Personal information
- Full name: Michael Zorc
- Date of birth: 25 August 1962 (age 64)
- Place of birth: Dortmund, West Germany
- Height: 1.83 m (6 ft 0 in)
- Position: Midfielder

Youth career
- 1969–1978: TuS Eving-Lindenhorst
- 1978–1981: Borussia Dortmund

Senior career*
- Years: Team / Apps / (Gls)
- 1981–1998: Borussia Dortmund / 463 / (131)

International career
- 1982–1983: West Germany U21 / 2 / (0)
- 1986: West Germany B / 1 / (0)
- 1987–1988: West Germany Olympic / 5 / (0)
- 1992–1993: Germany / 7 / (0)

Medal record
Representing West Germany
Men's football
FIFA World Youth Championship
| Winner | 1981 Australia |  |

= Michael Zorc =

German football player and executive

Michael Zorc (born 25 August 1962) is a German former professional footballer who played as a midfielder.

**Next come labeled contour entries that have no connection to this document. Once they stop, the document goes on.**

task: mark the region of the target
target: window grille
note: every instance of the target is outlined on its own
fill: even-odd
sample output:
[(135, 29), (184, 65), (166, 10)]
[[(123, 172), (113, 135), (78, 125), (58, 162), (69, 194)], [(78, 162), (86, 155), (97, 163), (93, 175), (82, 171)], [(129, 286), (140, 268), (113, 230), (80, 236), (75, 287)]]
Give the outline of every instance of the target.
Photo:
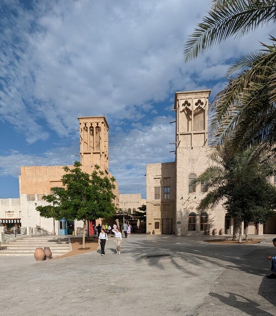
[(154, 188), (154, 199), (160, 199), (160, 187), (155, 187)]
[(19, 198), (12, 198), (12, 205), (19, 205), (20, 204), (20, 200)]
[(206, 181), (201, 181), (200, 182), (200, 192), (207, 192), (208, 190), (208, 187), (207, 182)]
[(200, 230), (208, 230), (208, 214), (203, 212), (200, 216)]
[(194, 183), (196, 177), (194, 173), (191, 173), (189, 176), (189, 192), (190, 193), (196, 192), (196, 184)]
[(44, 194), (37, 194), (37, 200), (42, 201), (42, 197), (44, 196)]
[(188, 230), (190, 232), (196, 231), (197, 224), (197, 216), (195, 213), (192, 213), (188, 217)]
[(34, 201), (35, 200), (34, 194), (27, 194), (27, 201)]
[(164, 199), (170, 199), (170, 187), (164, 187)]

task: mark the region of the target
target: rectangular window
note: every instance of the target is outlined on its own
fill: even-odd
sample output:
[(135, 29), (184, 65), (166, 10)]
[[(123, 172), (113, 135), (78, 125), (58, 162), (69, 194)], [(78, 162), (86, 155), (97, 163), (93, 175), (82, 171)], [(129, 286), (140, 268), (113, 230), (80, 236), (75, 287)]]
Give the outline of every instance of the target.
[(169, 204), (164, 204), (163, 205), (163, 210), (164, 212), (169, 212), (170, 210), (170, 205)]
[(160, 187), (155, 187), (154, 188), (154, 199), (160, 199)]
[(207, 185), (205, 181), (201, 181), (200, 182), (200, 192), (204, 192), (207, 191)]
[(170, 187), (164, 187), (164, 199), (170, 199)]
[(194, 179), (189, 179), (189, 192), (190, 193), (196, 192), (196, 184), (193, 183)]
[(170, 178), (163, 178), (163, 185), (164, 186), (168, 187), (170, 185)]
[(188, 230), (191, 232), (196, 230), (196, 217), (195, 216), (189, 217)]
[(34, 194), (27, 194), (27, 201), (34, 201), (35, 200)]
[(208, 230), (208, 217), (202, 216), (200, 218), (200, 230), (205, 231)]

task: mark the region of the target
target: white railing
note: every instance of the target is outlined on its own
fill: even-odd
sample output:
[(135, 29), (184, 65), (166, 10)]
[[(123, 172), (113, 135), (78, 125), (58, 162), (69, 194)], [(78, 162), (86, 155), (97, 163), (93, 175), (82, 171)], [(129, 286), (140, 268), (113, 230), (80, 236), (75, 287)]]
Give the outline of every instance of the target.
[(27, 227), (12, 229), (4, 232), (4, 240), (9, 240), (27, 235)]

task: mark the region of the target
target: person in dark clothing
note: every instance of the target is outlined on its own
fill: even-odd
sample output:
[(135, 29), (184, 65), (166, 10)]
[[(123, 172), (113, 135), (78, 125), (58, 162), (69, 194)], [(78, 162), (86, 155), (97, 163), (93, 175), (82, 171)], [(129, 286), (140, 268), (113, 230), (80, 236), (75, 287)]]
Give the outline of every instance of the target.
[(127, 238), (127, 224), (125, 222), (123, 225), (123, 230), (124, 231), (125, 238)]
[[(274, 238), (272, 242), (273, 245), (276, 247), (276, 238)], [(266, 276), (266, 278), (268, 279), (276, 279), (276, 256), (272, 257), (271, 255), (268, 255), (266, 258), (267, 258), (268, 260), (271, 260), (271, 268), (270, 271), (272, 272), (272, 273), (269, 276)]]
[(99, 236), (100, 236), (100, 233), (101, 233), (101, 231), (102, 230), (102, 227), (100, 224), (99, 224), (97, 227), (97, 230), (98, 232), (98, 238), (99, 238)]

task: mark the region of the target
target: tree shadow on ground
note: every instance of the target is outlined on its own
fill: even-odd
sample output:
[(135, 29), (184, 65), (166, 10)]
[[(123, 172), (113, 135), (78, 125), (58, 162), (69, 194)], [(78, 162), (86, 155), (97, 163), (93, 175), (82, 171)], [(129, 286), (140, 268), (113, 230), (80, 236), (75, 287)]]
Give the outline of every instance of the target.
[(238, 308), (248, 315), (252, 315), (252, 316), (256, 315), (274, 316), (275, 315), (259, 308), (259, 304), (245, 296), (231, 292), (226, 293), (229, 296), (223, 296), (216, 293), (211, 293), (210, 295), (219, 299), (223, 304)]
[[(265, 277), (266, 274), (269, 274), (271, 263), (266, 256), (273, 251), (272, 246), (260, 244), (222, 245), (204, 243), (200, 240), (197, 241), (196, 239), (191, 240), (183, 238), (178, 239), (175, 237), (174, 239), (173, 236), (161, 237), (161, 240), (160, 237), (157, 239), (136, 240), (131, 241), (131, 247), (128, 247), (127, 245), (124, 247), (124, 252), (131, 252), (134, 253), (136, 261), (146, 261), (149, 266), (162, 270), (168, 270), (169, 262), (171, 268), (174, 267), (182, 273), (186, 274), (186, 276), (193, 277), (199, 273), (199, 270), (201, 273), (205, 267), (209, 269), (211, 264), (214, 269), (217, 267), (222, 270), (225, 268), (242, 272), (249, 275), (248, 278), (250, 278), (249, 275), (262, 277), (258, 294), (275, 304), (275, 280), (269, 280)], [(170, 255), (156, 257), (147, 256), (147, 254), (169, 254)], [(234, 299), (233, 295), (239, 295), (233, 293), (229, 293), (229, 295), (232, 295), (231, 299), (223, 296), (218, 298), (228, 300), (230, 303)], [(244, 310), (244, 307), (246, 309), (246, 306), (251, 303), (249, 302), (251, 302), (250, 300), (245, 297), (244, 298), (245, 301), (244, 300), (242, 302), (236, 300), (239, 305), (237, 308), (240, 308), (241, 310)], [(250, 314), (271, 315), (261, 310), (256, 303), (254, 303), (252, 306), (254, 307), (253, 313)]]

Nicknamed "Susi" in his early days because of his long hair, he spent his entire career with Borussia Dortmund, appearing in 572 competitive matches in 17 seasons and scoring 159 goals. After retiring, he served as the club's sporting director from 2005 to 2022.

==Club career==
Born in Dortmund, Zorc played 463 Bundesliga games for Borussia Dortmund (a club record) between 1981 and 1998, also being the team's captain for many years. He also ranked, at one time, their second all-time top goalscorer, thanks in part to his penalty-taking ability. He made his professional debut on 24 October 1981 in a 2–0 away loss against SV Werder Bremen, becoming first choice from his second season onwards.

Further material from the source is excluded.